While the Czech Republic has historically only exported very small volumes of fruits and vegetables to Russia, the country's growers are concerned about the impacts of the recent ban on EU food imports.
There is one country in particular the farmers are worried about, and that is their northern neighbor Poland.
Czech Fruit Growers' Association chairman Martin Ludvík told Radio Głos Rosji that the 700,000 metric tons (MT) of apples Poland exported to Russia each year was about how many apples would be eaten in his country over the course of five years.
The industry leader added the Poles had very few options to move such a huge weight of fruit outside of the European Union, the story reported.
"They have no other outlet," Ludvík was quoted as saying.

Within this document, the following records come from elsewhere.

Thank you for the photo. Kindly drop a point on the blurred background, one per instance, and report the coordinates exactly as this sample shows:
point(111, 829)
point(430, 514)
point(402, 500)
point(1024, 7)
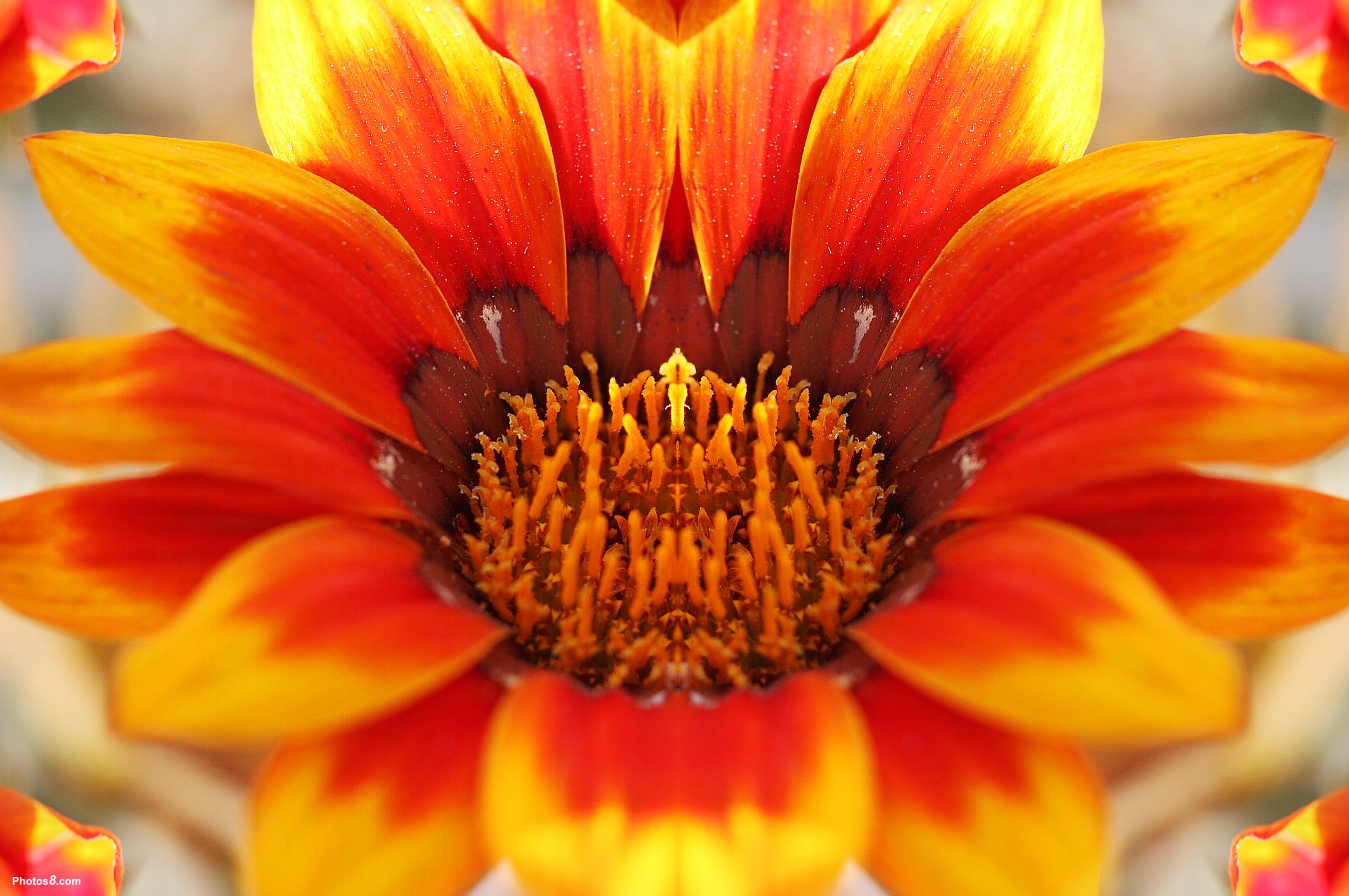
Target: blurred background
point(1170, 72)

He said the European Union did have tools to help ease the pains this flood could have on the market, such as purchasing excess apples and processing them, the story reported.
Ludvík told Radio Głos Rosji there could potentially be re-export options available, highlighting that during a ban on Polish apples in 2006, the fruit was simply re-shipped to Russia by Czech companies.
He said the Poles could attempt to do this through countries not covered by the sanctions, such as Belarus and Serbia. However, the former has promised Russia this would not happen.
Some of the burden on an oversupply of Polish apples has been lifted however, with local media reporting that Poles are now eating one third more apples than they used to.
Website Zw.lt reported consumption had lifted as a result of social media campaigns such as 'One apple a day keeps Putin away' and the hashtags #jedzjabłka ('eat apples'), #EatPolishApples and #FreedomApples; the latter promoted recently by Polish Ambassador to the United States, Ryszard Schnepf.
Such campaigns, along with special programs from outlets ranging from restaurants to shopping centers, had helped raise Polish apple consumption by one third, the story reported.
Institute of Agricultural and Food Economics horticulture manager Dr. Bożena Nosecka told the publication the average Pole consumed around 15kg (33lbs) of apples each year, and realistically that level could increase by 2-3kg (4.4-6.6lbs).
She said an increase of 5kg (11lbs) per person would be extremely difficult however, as popularity of the stock would have to be maintained throughout the year.